Plaintiff argued that he could attempt to recover the alleged unpaid wages by personally suing the individual defendants. Plaintiff argued that the Industrial Welfare Commission (IWC), which has authority to promulgate regulations (a.k.a. wage orders) regarding employment within California, has defined employer to mean:
an individual who "exercises control over the wages, hours, or working conditions of any person." (Wage Order No. 9, subd. 2(F) (hereafter the IWC employer definition).)
While this definition encompasses corporate shareholders and policy makers, the California Labor code fails to define "employer" (which seems to be a glaring omission by the California legislature - but now they are on notice to correct the issue). The Supreme Court stated:
Noting that section 510, in obligating "an employer" to pay overtime compensation, does not define that term, and that section 1194, in providing "any employee" with a private right of action to recover unpaid minimum or overtime wages, does not specify potential defendants, plaintiff argues we should apply the IWC employer definition in order to determine who are proper defendants here. That definition, plaintiff asserts, includes corporate control figures like the individual defendants.
The Supreme Court refused to accept Plaintiff's proposition to "infer" that the IWC definition applies to the Labor Code and instead held (in a rare example of judicial restraint by the California Supreme Court) that since the Labor Code does not define the term, it must look to the common law definition of employer. While leaving the common law definition of employer unexamined, the Court held that "[u]nder the common law, corporate agents acting within the scope of their agency are not personally liable for the corporate employer's failture to pay its employee's wages."
It is important to note, however, that plaintiffs can still recovery penalties pursuant to Labor Code section 558 from individual shareholders personally.
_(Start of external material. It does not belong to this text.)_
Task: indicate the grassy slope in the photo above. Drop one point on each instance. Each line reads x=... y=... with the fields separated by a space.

Section 558 provides:
Any employer or other person acting on behalf of an employer who violates...any provision regulating hours and days of work in any order of the [IWC] shall be subject to a civil penalty as follows: (1) For any initial violation, fifty dollars ($50) for each underpaid employee for each pay period for which the employee was underpaid in addition to an amount sufficient to recover underpaid wages. (2) For each subsequent violation, one hundred dollars ($100) for each underpaid employee for each pay period for which the employee was underpaid in addition to an amount sufficient to recover underpaid wages.
And, as the Court noted, if the Plaintiff is successulf in alleding an alter ego theory against the corporation, the company owners/sharholds will be personally liable.